Primero está la tierra, me dijo el abuelo. La tierra se mezcla con el abono y la viruta de cuero. Señaló la pila. Me explicó que era celeste porque le ponen cromo. Todo eso se mezcla con un tractor hasta formar una pasta. Los obreros, con un molde de madera, los cortan. Ya sabía la receta, pero dejé que me la contara una vez más.
Había sido la historia de su padre. Después fue la suya, la de sus hijos y parte de la mía.
Nací en una fábrica de ladrillos. Me crié sabiendo que el aroma pegajoso y dulzón del aire que anuncia un chaparrón era una amenaza. Cuando el cielo cubierto con nubarrones daba la advertencia, todos salían de casa corriendo en estampida para tapar con nylon los adobes todavía húmedos. Años después aprendí a recibir ese perfume como un regalo que anticipa un buen aguacero. Me di cuenta de cuánto extrañaba sentir el polvo de ladrillo pegado a la nariz.

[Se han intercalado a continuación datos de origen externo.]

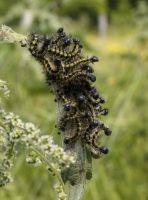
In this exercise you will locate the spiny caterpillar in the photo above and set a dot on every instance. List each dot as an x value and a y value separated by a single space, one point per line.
70 76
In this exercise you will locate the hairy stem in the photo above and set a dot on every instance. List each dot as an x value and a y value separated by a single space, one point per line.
75 175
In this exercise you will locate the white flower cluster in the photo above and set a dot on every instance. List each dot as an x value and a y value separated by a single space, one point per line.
41 148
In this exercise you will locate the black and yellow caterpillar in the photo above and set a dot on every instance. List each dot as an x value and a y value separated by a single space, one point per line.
70 76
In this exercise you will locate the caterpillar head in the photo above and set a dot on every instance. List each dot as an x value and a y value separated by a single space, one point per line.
38 44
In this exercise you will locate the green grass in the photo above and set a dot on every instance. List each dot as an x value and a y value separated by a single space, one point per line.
122 80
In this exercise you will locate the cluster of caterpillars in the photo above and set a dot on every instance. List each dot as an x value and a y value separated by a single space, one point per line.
70 75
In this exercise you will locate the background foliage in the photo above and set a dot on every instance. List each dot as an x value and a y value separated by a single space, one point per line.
122 76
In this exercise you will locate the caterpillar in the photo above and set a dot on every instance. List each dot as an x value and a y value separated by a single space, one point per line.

La fábrica era una paleta de tonos marrones, ocres y anaranjados. Temprano en la mañana se oía el ronronear del tractor, las carretillas que iban y venían y el motor de los camiones. Cuando empezaba a caer el sol, todo se iba apagando lentamente, esperando la jornada siguiente. Una noche por mes se hacía la quema, para terminar de cocinar el ladrillo. Las columnas de humo gris que salían de las hornallas se avalanzaban sobre la ropa colgada en la cuerda y se colaban por las ventanas de la casa, invadiéndolo todo.
Hoy no hay más que tierra. Mi bisabuelo la vio nacer. Yo la vi morir.